# JUnit: Testproblem.



## 7crystal7 (16. Jan 2008)

Hallo Leute,

ich lerne gerade nach http://www.frankwestphal.de/UnitTestingmitJUnit.html Unit Testing. Hierzu habe ich folgende Klasse Euro:


```
public class Euro {
	
  private long cents;
  
  public Euro(double euro) {
	 if (euro < 0.0) {
	    throw new IllegalArgumentException("Negative amount");
	 }
	 cents = Math.round(euro * 100.0);
  }
  
  public double getAmount() {
    return (cents / 100);
  }
  
  public int hashCode() {
	return (int) cents;
  }
  
  public Euro add(Euro other) {
	return new Euro(this.cents + other.cents);
  }
  
  public boolean equals(Object o) {
    if (o == null || !o.getClass().equals(this.getClass())) {
    	return false;
	}
	Euro other = (Euro) o;
	return this.cents == other.cents;
  }

}
```

und meine Testklasse:


```
import junit.framework.*;

public class EuroTest extends TestCase {

	  private Euro two;
	  
	  public EuroTest(String name) {
	    super(name);
	  }

	  protected void setUp() {
		two = new Euro(2.00);
	  }

	  protected void tearDown() {
		//two = null;
	  }
	  
	  public void testAmount() {
		assertTrue(2.00 == two.getAmount());
	  }

	  public void testRounding() {
		Euro roundedTwo = new Euro(1.995);
		assertEquals("rounded amount", 2.00, roundedTwo.getAmount(), 0.001);
	  }

	  public void testAdding() {
		Euro three = two.add(new Euro(1.00));
		assertEquals("two", 2.00, two.getAmount(), 0.001);
		assertEquals("sum", 3.00, three.getAmount(), 0.001);
	  }
	  
	  public void testEquality() {
		 assertEquals(two, two);
		 assertEquals(two, new Euro(2.00));
		 assertEquals(new Euro(2.00), two);

		 assertTrue(!two.equals(new Euro(0)));
		 assertTrue(!two.equals(null));
		 assertTrue(!two.equals(new Object()));
	  }
	  
	  public void testHashCode() {
		assertTrue(two.hashCode() == two.hashCode());
		assertTrue(two.hashCode() == new Euro(2.00).hashCode());
	  }
	  
	  public void testNegativeAmount() {
	    try {
	      final double NEGATIVE_AMOUNT = -2.00;
	      new Euro(NEGATIVE_AMOUNT);
	      fail("Should have raised an IllegalArgumentException");
		} 
		catch (IllegalArgumentException expected) {
			System.out.println("Exception works!");
		}
	  }
  
  public static void main(String[] args) {
    junit.swingui.TestRunner.run(EuroTest.class);
  }
}
```


Wieso funktioniert der testAdding nicht?
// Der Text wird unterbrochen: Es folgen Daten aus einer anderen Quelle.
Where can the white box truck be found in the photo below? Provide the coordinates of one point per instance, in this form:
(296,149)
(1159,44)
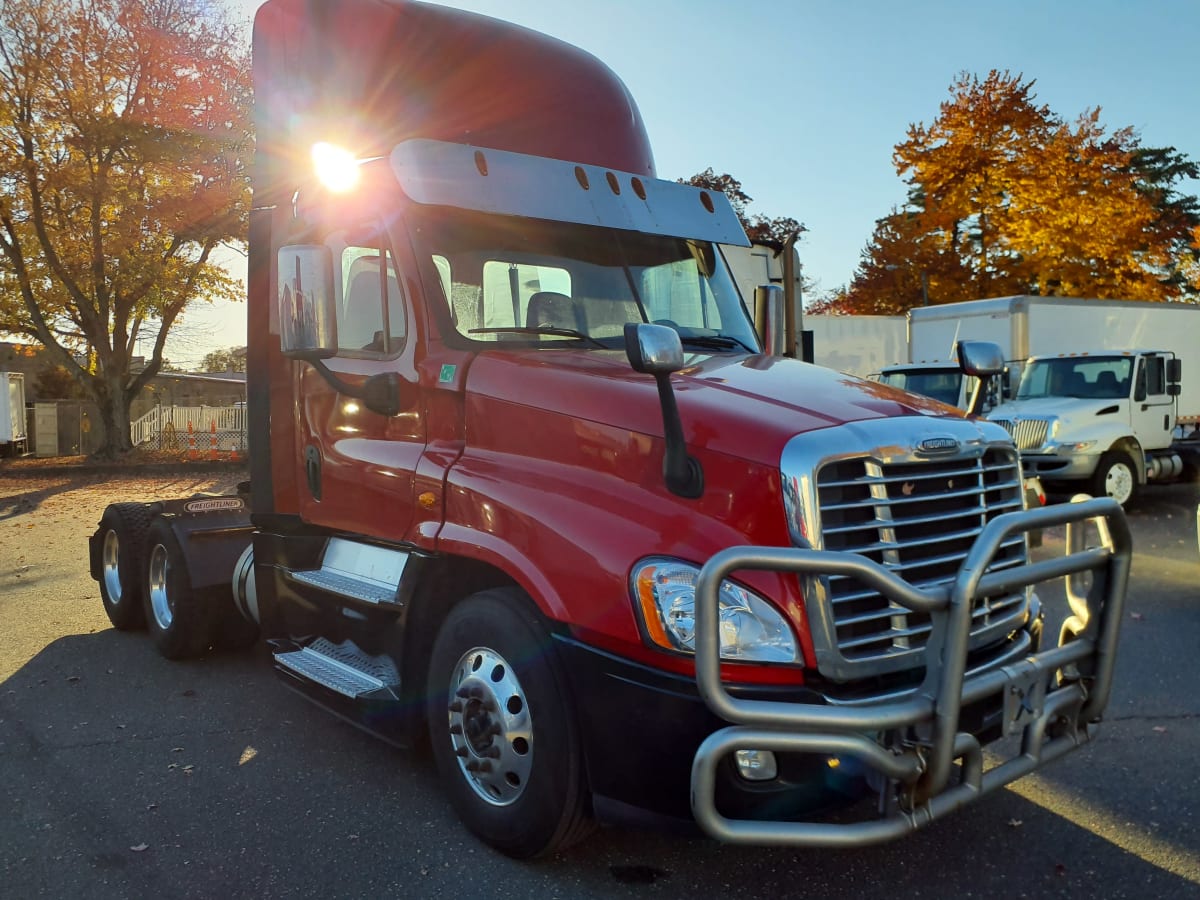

Der Fehler lautet immer: 
junit.framework.AssertionFailedError: sum expected:<3.0> but was:<300.0>


Könnt ihr mir weiterhelfen? Wäre dringend weil ich das wirklich nicht verstehe...

Vielen Dank,
Babsi


----------



## quippy (16. Jan 2008)

Your code works as designed! Und Junits funktionieren doch 

Schau mal in Deinen Konstruktor der Klasse €uro und dann dort in die Add-Methode. Wenn Du die Cents addierst (zwei Long-Werte) und keinen Konstruktor für long als Extrabehandlung hast, dann werden die Cents (200+100) nochmal mit hundert multipliziert und bei getAmount wieder durch 100 geteilt.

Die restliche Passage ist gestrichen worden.